Alors qu’en 1974 la famine ravage son pays, le Bangladesh, l’idée de prêter de l’argent aux pauvres émerge dans la tête de Muhammad Yunus. De ce fait, il fonde en 1976 la Grameen Bank, une des premières banques de microcrédit, afin d’aider le peuple bangladais. Aujourd’hui, la banque est toujours en activité et compte plus de neuf millions de membres – majoritairement féminins. Le modèle économique et social de cette banque réussit à prouver que les pauvres remboursent l’argent prêté 95 % du temps s’il est répliqué. Par ailleurs, les personnes sortent de la pauvreté s’ils sont bien accompagnés et conseillés dans 50 % des cas. C’est dans un bassin de population dense et majoritairement pauvre, avec une entreprise sans but lucratif, mais financièrement indépendante, et avec une réelle volonté de sortir les gens de la pauvreté que la Grameen Bank a pu s’épanouir.

La microfinance s’est développée à partir de la réussite de la Grameen Bank. Cependant, le modèle d’entreprise sociale proposé par Muhammad Yunus n’est pas ou très peu répliqué. En effet, le microcrédit peut aujourd’hui être synonyme de taux d’intérêt abusifs et de surendettement. Pour certaines institutions négligentes, le crédit doit être rentable autant que possible afin de satisfaire les actionnaires. À cette fin, elles rendent la procédure quasi-instantanée via des plateformes en ligne si bien que l’emprunteur ne prend plus conscience qu’il s’endette. C’est en raison de cette immédiateté qu’il existe un risque que l’emprunteur développe une addiction à ces emprunts anodins. En accompagnant le gros volume de microcrédits avec des intérêts élevés, l’institution peut y trouver un modèle économique très rentable. D’un autre côté, certaines ONG ont lancé leur propre plateforme de microcrédit basé sur des donations. Le problème rencontré dans leur cas est qu’une ONG ne peut pas prêter de l’argent qu’elle n’a pas effectivement reçu si bien qu’elle est tributaire de ses donateurs si elle n’a pas d’indépendance financière.

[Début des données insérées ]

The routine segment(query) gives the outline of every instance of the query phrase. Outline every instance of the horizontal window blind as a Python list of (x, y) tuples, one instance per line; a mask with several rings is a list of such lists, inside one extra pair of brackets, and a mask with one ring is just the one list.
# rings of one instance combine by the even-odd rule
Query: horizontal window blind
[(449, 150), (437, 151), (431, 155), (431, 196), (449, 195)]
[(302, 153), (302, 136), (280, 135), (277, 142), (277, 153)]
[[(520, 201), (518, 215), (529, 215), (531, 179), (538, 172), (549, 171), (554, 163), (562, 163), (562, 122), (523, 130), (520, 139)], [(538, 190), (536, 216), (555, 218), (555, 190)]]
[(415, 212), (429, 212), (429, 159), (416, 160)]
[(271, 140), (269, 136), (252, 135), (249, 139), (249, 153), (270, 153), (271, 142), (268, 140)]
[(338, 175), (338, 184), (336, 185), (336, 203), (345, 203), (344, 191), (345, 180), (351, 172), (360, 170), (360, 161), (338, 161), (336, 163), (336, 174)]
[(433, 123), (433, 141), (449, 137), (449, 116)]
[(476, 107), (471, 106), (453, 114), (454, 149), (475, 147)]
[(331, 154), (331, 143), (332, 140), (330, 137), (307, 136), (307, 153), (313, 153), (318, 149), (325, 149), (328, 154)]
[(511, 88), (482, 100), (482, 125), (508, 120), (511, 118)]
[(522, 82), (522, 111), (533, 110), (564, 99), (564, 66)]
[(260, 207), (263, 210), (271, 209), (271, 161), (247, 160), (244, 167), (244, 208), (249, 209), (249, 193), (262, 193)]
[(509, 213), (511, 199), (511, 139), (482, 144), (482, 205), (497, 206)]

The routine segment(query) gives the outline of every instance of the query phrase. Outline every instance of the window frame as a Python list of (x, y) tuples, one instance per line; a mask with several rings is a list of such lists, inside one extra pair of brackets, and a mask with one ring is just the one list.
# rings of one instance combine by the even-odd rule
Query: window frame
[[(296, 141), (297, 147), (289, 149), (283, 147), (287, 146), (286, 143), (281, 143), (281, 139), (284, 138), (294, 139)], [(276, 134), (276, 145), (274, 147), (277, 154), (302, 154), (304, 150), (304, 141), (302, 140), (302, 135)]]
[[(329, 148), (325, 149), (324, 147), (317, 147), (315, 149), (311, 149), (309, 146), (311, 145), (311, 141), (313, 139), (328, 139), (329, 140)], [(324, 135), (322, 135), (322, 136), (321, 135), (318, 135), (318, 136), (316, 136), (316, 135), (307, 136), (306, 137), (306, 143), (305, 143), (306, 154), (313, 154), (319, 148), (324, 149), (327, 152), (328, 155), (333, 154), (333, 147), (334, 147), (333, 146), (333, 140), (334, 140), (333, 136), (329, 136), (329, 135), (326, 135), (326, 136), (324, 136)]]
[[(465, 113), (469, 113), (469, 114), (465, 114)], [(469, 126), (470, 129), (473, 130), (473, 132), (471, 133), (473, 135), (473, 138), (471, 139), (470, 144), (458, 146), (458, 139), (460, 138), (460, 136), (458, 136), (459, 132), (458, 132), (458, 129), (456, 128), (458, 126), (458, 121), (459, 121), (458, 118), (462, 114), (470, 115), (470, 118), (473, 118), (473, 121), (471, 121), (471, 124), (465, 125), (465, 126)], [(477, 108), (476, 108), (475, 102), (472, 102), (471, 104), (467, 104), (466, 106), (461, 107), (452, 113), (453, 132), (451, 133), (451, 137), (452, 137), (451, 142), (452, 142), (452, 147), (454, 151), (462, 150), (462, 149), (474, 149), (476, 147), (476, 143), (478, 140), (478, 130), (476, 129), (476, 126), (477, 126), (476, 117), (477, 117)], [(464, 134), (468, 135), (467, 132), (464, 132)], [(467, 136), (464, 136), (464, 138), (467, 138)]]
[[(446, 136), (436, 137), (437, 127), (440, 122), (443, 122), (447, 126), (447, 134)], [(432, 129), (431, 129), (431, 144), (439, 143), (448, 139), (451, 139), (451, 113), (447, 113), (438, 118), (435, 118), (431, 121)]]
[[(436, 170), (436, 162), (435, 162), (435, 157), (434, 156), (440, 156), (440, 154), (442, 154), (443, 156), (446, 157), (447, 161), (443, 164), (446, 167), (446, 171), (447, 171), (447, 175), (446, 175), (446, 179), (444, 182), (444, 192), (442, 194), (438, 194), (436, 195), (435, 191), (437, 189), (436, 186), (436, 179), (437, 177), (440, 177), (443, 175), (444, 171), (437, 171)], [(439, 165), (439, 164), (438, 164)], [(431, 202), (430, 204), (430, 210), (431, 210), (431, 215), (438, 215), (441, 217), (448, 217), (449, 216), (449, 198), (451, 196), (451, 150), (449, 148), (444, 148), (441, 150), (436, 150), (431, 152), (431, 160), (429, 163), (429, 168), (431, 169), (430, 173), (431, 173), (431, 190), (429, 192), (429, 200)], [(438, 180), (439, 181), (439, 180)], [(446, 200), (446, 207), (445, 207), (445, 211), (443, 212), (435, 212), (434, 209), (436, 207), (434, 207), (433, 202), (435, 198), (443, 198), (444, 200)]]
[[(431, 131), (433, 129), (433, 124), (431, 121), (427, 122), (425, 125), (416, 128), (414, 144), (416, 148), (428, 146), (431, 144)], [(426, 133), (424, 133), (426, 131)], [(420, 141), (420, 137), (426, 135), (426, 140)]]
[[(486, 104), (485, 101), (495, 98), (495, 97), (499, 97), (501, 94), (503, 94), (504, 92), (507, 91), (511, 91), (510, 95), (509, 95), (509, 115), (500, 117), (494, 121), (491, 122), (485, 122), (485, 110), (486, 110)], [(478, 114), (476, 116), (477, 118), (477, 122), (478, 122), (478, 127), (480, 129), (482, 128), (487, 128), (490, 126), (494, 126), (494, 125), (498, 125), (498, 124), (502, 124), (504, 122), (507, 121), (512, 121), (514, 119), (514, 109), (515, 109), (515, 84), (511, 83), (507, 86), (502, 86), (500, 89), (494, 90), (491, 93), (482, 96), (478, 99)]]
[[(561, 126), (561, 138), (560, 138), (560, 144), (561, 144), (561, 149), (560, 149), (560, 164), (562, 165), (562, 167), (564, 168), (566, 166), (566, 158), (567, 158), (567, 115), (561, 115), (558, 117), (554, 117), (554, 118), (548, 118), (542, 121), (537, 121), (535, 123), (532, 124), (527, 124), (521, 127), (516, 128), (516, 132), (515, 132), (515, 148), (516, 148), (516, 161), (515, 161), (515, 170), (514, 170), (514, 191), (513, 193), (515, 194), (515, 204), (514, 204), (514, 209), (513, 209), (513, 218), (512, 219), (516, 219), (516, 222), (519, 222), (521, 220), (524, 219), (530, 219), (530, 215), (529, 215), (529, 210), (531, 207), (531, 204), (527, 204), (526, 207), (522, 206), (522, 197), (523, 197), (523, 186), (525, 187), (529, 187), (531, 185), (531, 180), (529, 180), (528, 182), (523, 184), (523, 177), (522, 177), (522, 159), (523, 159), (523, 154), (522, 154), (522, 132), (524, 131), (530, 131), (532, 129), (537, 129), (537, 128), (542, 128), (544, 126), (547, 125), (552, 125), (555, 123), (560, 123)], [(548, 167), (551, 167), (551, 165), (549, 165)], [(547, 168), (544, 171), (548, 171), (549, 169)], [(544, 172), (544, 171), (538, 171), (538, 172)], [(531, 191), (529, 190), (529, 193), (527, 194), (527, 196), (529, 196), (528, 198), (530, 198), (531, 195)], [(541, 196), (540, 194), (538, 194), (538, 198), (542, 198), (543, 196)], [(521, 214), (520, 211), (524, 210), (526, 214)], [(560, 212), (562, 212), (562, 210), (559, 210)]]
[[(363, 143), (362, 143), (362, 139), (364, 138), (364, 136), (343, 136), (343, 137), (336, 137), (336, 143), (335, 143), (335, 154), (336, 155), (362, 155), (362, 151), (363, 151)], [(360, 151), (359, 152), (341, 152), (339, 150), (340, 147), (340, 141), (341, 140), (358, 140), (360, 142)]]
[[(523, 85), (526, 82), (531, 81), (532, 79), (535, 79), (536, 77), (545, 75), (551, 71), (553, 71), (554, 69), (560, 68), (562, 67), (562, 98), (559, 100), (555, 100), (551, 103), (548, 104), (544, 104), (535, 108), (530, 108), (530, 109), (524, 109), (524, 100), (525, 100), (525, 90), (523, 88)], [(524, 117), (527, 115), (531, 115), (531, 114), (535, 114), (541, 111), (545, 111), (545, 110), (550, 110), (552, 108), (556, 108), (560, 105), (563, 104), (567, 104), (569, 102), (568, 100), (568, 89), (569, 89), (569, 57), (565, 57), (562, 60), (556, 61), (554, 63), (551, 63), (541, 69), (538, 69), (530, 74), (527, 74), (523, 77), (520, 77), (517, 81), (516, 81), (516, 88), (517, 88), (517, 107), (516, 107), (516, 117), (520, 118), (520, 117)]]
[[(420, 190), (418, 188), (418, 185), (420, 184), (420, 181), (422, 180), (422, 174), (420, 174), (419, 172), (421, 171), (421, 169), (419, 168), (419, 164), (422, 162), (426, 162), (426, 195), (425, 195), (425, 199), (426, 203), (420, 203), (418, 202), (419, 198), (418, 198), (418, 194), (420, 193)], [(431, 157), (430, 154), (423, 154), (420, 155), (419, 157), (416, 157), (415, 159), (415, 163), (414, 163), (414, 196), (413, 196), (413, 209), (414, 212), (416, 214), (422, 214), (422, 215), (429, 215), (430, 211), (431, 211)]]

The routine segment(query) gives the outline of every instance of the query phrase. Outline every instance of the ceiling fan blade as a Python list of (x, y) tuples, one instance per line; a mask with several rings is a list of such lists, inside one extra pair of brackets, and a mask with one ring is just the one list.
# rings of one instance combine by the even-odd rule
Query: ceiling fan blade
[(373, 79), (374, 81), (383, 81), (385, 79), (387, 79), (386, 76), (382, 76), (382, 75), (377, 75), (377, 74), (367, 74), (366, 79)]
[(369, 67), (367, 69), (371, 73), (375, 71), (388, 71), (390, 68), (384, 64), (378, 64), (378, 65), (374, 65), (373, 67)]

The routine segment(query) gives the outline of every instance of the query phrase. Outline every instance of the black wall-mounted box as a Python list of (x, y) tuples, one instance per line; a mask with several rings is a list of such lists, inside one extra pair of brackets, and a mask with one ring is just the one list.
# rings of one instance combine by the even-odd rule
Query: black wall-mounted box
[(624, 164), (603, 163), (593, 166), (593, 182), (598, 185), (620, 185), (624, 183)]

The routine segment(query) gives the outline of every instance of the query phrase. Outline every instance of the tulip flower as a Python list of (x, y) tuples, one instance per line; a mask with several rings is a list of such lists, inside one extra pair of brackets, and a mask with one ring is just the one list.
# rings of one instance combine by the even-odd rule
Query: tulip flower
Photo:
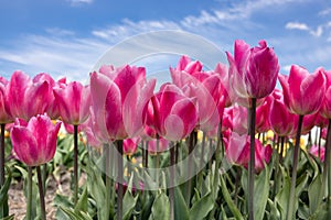
[(52, 123), (47, 116), (32, 117), (29, 122), (17, 119), (11, 130), (11, 141), (17, 157), (28, 165), (26, 219), (31, 218), (32, 167), (36, 166), (42, 219), (46, 219), (43, 183), (40, 165), (50, 162), (56, 150), (61, 122)]
[(234, 57), (226, 52), (229, 63), (229, 84), (242, 98), (264, 98), (276, 87), (279, 72), (278, 58), (265, 41), (249, 47), (244, 41), (235, 41)]
[(197, 114), (194, 100), (188, 98), (175, 85), (162, 85), (151, 101), (154, 108), (154, 128), (160, 136), (180, 141), (195, 128)]
[(74, 125), (74, 204), (78, 200), (78, 124), (89, 117), (89, 86), (78, 81), (53, 88), (58, 113), (64, 123)]
[(312, 145), (309, 148), (309, 153), (313, 155), (317, 158), (320, 158), (321, 162), (324, 162), (324, 156), (325, 156), (325, 147), (324, 146), (318, 146), (318, 145)]
[(270, 130), (269, 112), (273, 97), (267, 97), (264, 103), (256, 109), (256, 131), (257, 133), (264, 133)]
[(309, 74), (303, 67), (292, 65), (289, 76), (279, 75), (284, 102), (296, 114), (317, 112), (325, 94), (325, 76), (322, 68)]
[(11, 116), (28, 121), (31, 117), (46, 112), (52, 99), (49, 91), (47, 80), (33, 82), (24, 73), (14, 72), (7, 87)]
[(93, 111), (100, 127), (98, 136), (107, 142), (139, 135), (154, 85), (154, 79), (147, 82), (142, 67), (127, 65), (114, 69), (104, 66), (99, 73), (92, 73)]
[[(255, 167), (255, 118), (257, 100), (267, 97), (276, 87), (279, 64), (274, 50), (260, 41), (252, 47), (244, 41), (235, 41), (234, 57), (226, 52), (229, 64), (228, 80), (239, 103), (249, 108), (250, 153), (248, 166), (248, 219), (254, 219), (254, 167)], [(248, 99), (248, 100), (247, 100)]]
[(221, 119), (218, 110), (223, 112), (223, 105), (218, 107), (222, 94), (220, 75), (203, 72), (200, 62), (192, 62), (186, 56), (182, 56), (177, 68), (170, 68), (170, 73), (174, 85), (188, 97), (196, 98), (197, 128), (210, 131), (217, 127)]
[(132, 155), (136, 153), (138, 144), (140, 142), (140, 138), (135, 139), (126, 139), (122, 142), (122, 151), (126, 155)]
[[(146, 80), (143, 67), (103, 66), (99, 73), (92, 73), (93, 124), (96, 125), (94, 130), (97, 139), (102, 142), (117, 140), (117, 150), (122, 156), (122, 140), (143, 132), (147, 105), (153, 96), (154, 86), (154, 79)], [(118, 219), (122, 219), (122, 157), (119, 157)]]
[[(324, 99), (325, 76), (323, 68), (317, 68), (313, 74), (309, 74), (303, 67), (292, 65), (289, 76), (279, 75), (279, 81), (282, 87), (284, 102), (287, 108), (299, 116), (296, 140), (300, 140), (303, 117), (316, 113)], [(295, 216), (295, 191), (297, 180), (297, 166), (299, 156), (299, 142), (296, 142), (293, 152), (293, 167), (291, 176), (291, 188), (289, 195), (289, 207), (287, 219)]]
[(38, 116), (29, 122), (17, 119), (11, 130), (13, 150), (28, 166), (39, 166), (50, 162), (56, 148), (60, 122), (53, 125), (46, 116)]
[[(3, 77), (0, 77), (0, 188), (2, 188), (6, 182), (4, 175), (4, 131), (6, 124), (13, 122), (13, 118), (10, 113), (10, 102), (7, 99), (7, 86), (8, 80)], [(4, 195), (3, 202), (0, 206), (0, 218), (4, 218), (6, 213), (8, 213), (8, 196)]]

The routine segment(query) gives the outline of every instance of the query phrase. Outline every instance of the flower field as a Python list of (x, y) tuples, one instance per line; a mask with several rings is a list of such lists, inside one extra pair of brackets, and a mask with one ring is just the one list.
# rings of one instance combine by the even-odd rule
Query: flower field
[(331, 72), (282, 75), (265, 41), (226, 56), (160, 88), (130, 65), (1, 77), (0, 218), (21, 190), (28, 220), (331, 219)]

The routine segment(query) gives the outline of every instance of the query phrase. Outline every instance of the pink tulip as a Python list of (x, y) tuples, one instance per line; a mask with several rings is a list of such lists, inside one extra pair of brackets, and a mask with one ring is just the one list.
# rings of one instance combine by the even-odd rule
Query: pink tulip
[(314, 157), (319, 157), (319, 151), (320, 151), (320, 160), (321, 160), (321, 162), (324, 162), (324, 156), (325, 156), (325, 147), (324, 146), (321, 146), (319, 150), (318, 145), (312, 145), (309, 148), (309, 153), (311, 155), (313, 155)]
[(122, 152), (125, 155), (132, 155), (136, 153), (140, 138), (126, 139), (122, 141)]
[(175, 85), (162, 85), (151, 100), (154, 128), (160, 136), (180, 141), (193, 131), (197, 122), (195, 100), (188, 98)]
[[(284, 103), (282, 92), (275, 90), (274, 99), (270, 105), (269, 123), (273, 131), (279, 136), (288, 136), (297, 127), (296, 114), (289, 112)], [(286, 123), (285, 123), (286, 122)]]
[[(225, 156), (229, 163), (237, 164), (247, 168), (249, 162), (250, 140), (247, 134), (239, 135), (233, 132), (229, 140), (225, 140)], [(264, 169), (264, 163), (268, 164), (271, 160), (273, 148), (268, 144), (263, 146), (258, 139), (255, 139), (255, 172)]]
[(157, 140), (156, 139), (148, 142), (148, 152), (151, 155), (164, 152), (168, 148), (169, 148), (169, 141), (163, 138), (159, 138), (159, 148), (157, 148)]
[(55, 101), (64, 123), (78, 125), (89, 117), (90, 92), (89, 86), (72, 81), (63, 87), (54, 87)]
[(321, 116), (331, 119), (331, 70), (324, 72), (327, 78), (325, 96), (321, 106)]
[(33, 82), (22, 72), (14, 72), (7, 87), (7, 101), (10, 103), (12, 117), (29, 120), (44, 113), (52, 99), (49, 90), (47, 80)]
[(170, 73), (174, 85), (188, 97), (196, 98), (199, 129), (210, 131), (217, 127), (223, 113), (223, 103), (218, 106), (222, 94), (220, 75), (203, 72), (200, 62), (192, 62), (186, 56), (182, 56), (177, 68), (170, 68)]
[(228, 92), (231, 91), (231, 86), (228, 81), (228, 67), (225, 64), (218, 63), (215, 68), (215, 73), (221, 77), (222, 84), (222, 94), (221, 102), (224, 103), (224, 108), (232, 106), (232, 99), (229, 98)]
[(234, 57), (226, 52), (229, 63), (229, 84), (241, 98), (264, 98), (273, 92), (279, 72), (278, 58), (265, 41), (252, 47), (235, 41)]
[(47, 81), (50, 85), (49, 92), (50, 92), (50, 102), (49, 108), (46, 110), (49, 117), (53, 120), (58, 119), (60, 117), (60, 107), (58, 107), (58, 100), (55, 99), (53, 89), (54, 88), (64, 88), (66, 87), (66, 78), (61, 78), (57, 81), (55, 81), (49, 74), (39, 74), (33, 78), (33, 82), (38, 81)]
[(311, 114), (319, 110), (325, 94), (325, 76), (322, 68), (309, 74), (303, 67), (292, 65), (289, 77), (279, 75), (284, 102), (296, 114)]
[(10, 113), (10, 102), (7, 99), (7, 86), (8, 81), (6, 78), (0, 78), (0, 123), (6, 124), (13, 122), (13, 118)]
[(245, 107), (234, 105), (233, 108), (232, 125), (233, 131), (238, 134), (247, 134), (247, 109)]
[(11, 141), (18, 158), (28, 166), (50, 162), (56, 150), (61, 122), (55, 125), (46, 116), (32, 117), (29, 122), (15, 120)]
[(141, 134), (147, 105), (153, 96), (156, 80), (146, 80), (146, 69), (136, 66), (103, 66), (90, 74), (92, 106), (103, 142)]
[(269, 112), (273, 97), (266, 97), (264, 103), (256, 109), (256, 131), (264, 133), (270, 130)]

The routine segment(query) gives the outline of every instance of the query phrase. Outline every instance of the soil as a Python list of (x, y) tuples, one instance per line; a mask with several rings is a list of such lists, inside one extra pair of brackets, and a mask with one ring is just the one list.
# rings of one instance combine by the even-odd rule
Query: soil
[[(53, 176), (49, 177), (47, 189), (45, 195), (46, 219), (55, 220), (56, 208), (53, 206), (53, 200), (56, 194), (70, 195), (71, 174), (64, 172), (61, 175), (60, 182), (56, 182)], [(86, 175), (82, 174), (79, 186), (86, 180)], [(26, 200), (23, 194), (23, 183), (12, 184), (8, 191), (9, 215), (14, 215), (15, 220), (23, 220), (26, 212)]]

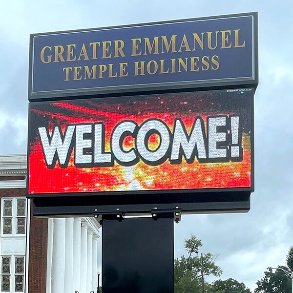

Dans les pays en développement, les personnes qui ont un salaire supérieur au seuil de pauvreté ne sont pas pour autant autorisés par les institutions bancaires à ouvrir un compte. C’est ce qu’on appelle l’exclusion financière. La plus grande, et peut-être l’unique victoire de la microfinance aujourd’hui est d’avoir sorti des millions de personnes de cette impasse. Comme beaucoup d’autres activités, la microfinance a été sujette au triptyque « léchage – lâchage – lynchage ». En 2006, lorsque le prix Nobel de la Paix a été attribué à Muhammad Yunus, la microfinance été présentée par les médias comme la solution finale à la pauvreté. Par la suite, certaines pratiques isolées et condamnables ont jeté l’opprobre sur toute l’industrie qui a été ensuite vilipendée par la presse. Évidemment, la réalité est finalement entre tous ces excès : la microfinance n’est ni la panacée que l’on aurait espérée, ni le diable qu’on a voulu en faire. C’est simplement un outil d’aide au développement, qui – lorsqu’il est utilisé correctement, par les bonnes personnes et dans le cadre adéquat – permet d’accélérer la sortie de la pauvreté.

Sources:

  • Bertrand Gacon, CEO d’Impaakt, entretien personnel, 21.09.2019.
  • Muhammad Yunus, Vers un nouveau capitalisme, Ed. J.-C. Lattès, 2008.
  •  (en) Peprah J. A., and Koomson I. (2014). Addiction to Microcredit: An Obstacle to Social and Financial Mobility.
  • Rosenberg R., Gonzalez A. et Narain S, Les taux de microcrédit facturés aux pauvres sont-ils abusifs ?, Étude spéciale 15, Washington, D.C. : CGAP, 2009.